Had the owner and agents applied for the council license they needed to let the home as an HMO, the council would have required them to immediately install basic fire safety measures such as smoke alarms, Ealing Council said.
After consultation between the council and the London Fire Brigade, they would also have been served with a formal enforcement notice requiring them to install an automatic fire detection system in the building.
Ealing found that all three parties responsible for the building were culpable and negligent. The landlord paid the fine, meaning he now cannot be named, but the other parties initially appealed.
At a residential property tribunal in December, the panel found that “as has been demonstrated here, neglect can be every bit as harmful as actively bad management” and upheld all three maximum penalties. The deadline for appealing against this ruling has now passed.
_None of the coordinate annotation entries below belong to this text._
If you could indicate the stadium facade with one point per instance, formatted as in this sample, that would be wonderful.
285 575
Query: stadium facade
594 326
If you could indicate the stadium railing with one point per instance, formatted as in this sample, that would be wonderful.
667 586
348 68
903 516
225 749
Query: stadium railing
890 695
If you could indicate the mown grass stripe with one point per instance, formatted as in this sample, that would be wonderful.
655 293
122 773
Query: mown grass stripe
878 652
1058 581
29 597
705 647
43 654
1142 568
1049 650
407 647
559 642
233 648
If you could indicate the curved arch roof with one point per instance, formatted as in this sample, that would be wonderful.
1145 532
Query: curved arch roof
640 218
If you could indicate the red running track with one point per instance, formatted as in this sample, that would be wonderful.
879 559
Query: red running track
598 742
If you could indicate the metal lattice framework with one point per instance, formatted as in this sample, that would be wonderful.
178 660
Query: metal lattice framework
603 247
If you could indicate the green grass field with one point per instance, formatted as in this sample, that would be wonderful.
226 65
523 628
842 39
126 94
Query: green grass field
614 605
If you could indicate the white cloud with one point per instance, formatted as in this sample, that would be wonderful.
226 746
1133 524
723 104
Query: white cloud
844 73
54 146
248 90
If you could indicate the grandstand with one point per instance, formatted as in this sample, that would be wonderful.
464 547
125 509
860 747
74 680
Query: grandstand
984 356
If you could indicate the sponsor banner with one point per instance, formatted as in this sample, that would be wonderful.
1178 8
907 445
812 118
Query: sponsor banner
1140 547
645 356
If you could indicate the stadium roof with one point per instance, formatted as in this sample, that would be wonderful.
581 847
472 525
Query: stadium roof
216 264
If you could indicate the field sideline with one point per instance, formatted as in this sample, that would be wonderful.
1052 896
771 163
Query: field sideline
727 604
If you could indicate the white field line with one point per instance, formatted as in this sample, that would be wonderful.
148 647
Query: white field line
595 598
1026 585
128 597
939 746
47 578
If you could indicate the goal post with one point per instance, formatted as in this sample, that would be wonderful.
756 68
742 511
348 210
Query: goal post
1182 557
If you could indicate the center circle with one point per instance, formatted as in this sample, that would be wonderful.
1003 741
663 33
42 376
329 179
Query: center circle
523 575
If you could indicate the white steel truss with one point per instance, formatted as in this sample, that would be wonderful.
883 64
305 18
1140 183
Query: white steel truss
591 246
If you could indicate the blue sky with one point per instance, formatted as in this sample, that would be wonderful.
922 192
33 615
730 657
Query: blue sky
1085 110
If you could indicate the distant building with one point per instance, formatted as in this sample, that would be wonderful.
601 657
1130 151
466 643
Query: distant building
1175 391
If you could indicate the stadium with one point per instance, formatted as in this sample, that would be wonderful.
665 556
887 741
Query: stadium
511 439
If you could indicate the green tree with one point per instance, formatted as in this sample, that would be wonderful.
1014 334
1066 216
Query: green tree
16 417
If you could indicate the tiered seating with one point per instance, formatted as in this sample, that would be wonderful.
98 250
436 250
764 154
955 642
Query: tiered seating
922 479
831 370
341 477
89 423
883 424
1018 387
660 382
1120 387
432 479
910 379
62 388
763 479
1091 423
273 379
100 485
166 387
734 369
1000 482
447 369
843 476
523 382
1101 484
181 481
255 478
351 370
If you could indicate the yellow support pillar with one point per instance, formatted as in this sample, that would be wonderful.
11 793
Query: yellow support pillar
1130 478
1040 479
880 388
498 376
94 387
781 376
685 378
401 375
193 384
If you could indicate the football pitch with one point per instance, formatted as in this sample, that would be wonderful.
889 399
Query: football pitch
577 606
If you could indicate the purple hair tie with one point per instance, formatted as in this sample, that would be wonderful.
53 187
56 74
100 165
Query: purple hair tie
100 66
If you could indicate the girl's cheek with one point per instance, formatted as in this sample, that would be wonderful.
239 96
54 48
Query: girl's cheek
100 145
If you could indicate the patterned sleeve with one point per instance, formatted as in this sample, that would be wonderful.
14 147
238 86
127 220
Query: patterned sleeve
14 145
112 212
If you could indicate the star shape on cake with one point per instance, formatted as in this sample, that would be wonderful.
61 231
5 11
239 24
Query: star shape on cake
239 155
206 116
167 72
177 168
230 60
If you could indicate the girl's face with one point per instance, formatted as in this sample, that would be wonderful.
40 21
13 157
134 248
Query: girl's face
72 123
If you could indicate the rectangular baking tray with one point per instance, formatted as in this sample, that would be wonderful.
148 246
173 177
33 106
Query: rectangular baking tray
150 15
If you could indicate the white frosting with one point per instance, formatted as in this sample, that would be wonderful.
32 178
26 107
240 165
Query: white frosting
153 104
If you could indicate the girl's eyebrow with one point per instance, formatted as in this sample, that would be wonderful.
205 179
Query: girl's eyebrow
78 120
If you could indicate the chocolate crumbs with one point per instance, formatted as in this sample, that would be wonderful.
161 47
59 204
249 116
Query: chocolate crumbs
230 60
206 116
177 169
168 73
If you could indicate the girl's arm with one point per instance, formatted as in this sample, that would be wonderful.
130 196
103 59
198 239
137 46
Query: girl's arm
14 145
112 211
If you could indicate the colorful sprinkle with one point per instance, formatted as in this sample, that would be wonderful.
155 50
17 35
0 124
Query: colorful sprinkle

Joanna Camadoo-Rothwell, Ealing Council’s lead member for community safety and inclusion, said: “Our rental property licensing process would have immediately identified that this building was ill-equipped to house people.
“A family has been torn apart due to the negligence of this landlord and his agents; the fire would have been contained and minimised if proper procedures had been followed. The harm that arose stemmed directly from the owner and agent’s failure to licence the property, which they deliberately avoided doing because they knew the house was unfit.”
She added that the council would continue to pursue rogue landlords and agents to the fullest extent of the law.
The family is now housed in temporary accommodation by the council.